Je suis à présent sur la route – un petit point parmi la vaste et interminable file de personnes qui se pressent vers l'ouest de l'Ukraine. Je me sens perdu et désorienté. Je suis en colère contre cette guerre horrible. Je suis horrifié par les souffrances insensées infligées aux gens et je redoute ce qui va suivre.
Malgré tout, je me sens plus chanceux que nombre de mes collègues de l'est du pays qui vivent actuellement l'enfer. Le siège de Mariupol me remplit de rage. Volnovakha est une ville fantôme, pilonnée par les frappes aériennes. Les écoles, les hôpitaux et les maisons sont endommagés. Tous les progrès réalisés dans l'est de l'Ukraine au cours des années qui ont suivi la guerre de 2014 sont aujourd'hui en ruines.
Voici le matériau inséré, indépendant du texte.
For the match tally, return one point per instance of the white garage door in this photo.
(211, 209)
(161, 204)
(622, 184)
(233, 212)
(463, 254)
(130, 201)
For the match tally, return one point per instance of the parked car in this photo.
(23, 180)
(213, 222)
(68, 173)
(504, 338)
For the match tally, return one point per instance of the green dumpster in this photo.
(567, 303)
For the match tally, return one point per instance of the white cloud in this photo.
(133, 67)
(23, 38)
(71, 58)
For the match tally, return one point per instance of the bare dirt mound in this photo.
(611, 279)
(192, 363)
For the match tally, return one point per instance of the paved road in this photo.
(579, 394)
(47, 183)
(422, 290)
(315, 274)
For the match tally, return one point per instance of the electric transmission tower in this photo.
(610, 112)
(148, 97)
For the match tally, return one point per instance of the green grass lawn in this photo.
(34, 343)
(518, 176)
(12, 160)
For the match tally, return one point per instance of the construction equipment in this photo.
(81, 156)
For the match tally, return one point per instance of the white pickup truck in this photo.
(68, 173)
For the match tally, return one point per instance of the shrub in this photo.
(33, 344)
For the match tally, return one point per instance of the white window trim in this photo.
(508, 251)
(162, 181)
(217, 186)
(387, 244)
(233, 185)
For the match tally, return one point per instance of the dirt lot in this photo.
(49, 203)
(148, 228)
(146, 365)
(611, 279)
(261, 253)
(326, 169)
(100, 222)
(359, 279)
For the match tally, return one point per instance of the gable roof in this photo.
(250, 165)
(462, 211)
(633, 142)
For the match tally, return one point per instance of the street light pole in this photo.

Ces derniers temps, l'est de l'Ukraine a travaillé à solidifier les institutions et à renforcer les services publics. Même les organisations d'aide ont cessé de fournir une assistance humanitaire pour offrir un soutien au développement. MSF a décidé de ne plus assurer directement des services de santé, mais de soutenir le système de santé afin d'améliorer l'accès aux soins. Nous avons apporté notre appui à un réseau de volontaires en santé communautaire pour aider les habitants des villages éloignés, dont beaucoup sont des personnes âgées, à recevoir diagnostic et traitement rapide pour leurs maladies, et à obtenir des médicaments.
Dans ce contexte radicalement différent, le travail que je faisais auparavant avec MSF n'est plus possible. Beaucoup de mes collègues se trouvent dans la même situation. Mais même dans les circonstances les plus dramatiques, ils et elles travaillent dur pour fournir une assistance médicale d'urgence.
Je veux faire plus pour les soutenir, mais je suis pris dans un tourbillon où les certitudes habituelles de la vie ont disparu. Il faudra une résilience exceptionnelle pour se remettre de ce qui nous a frappé de plein fouet.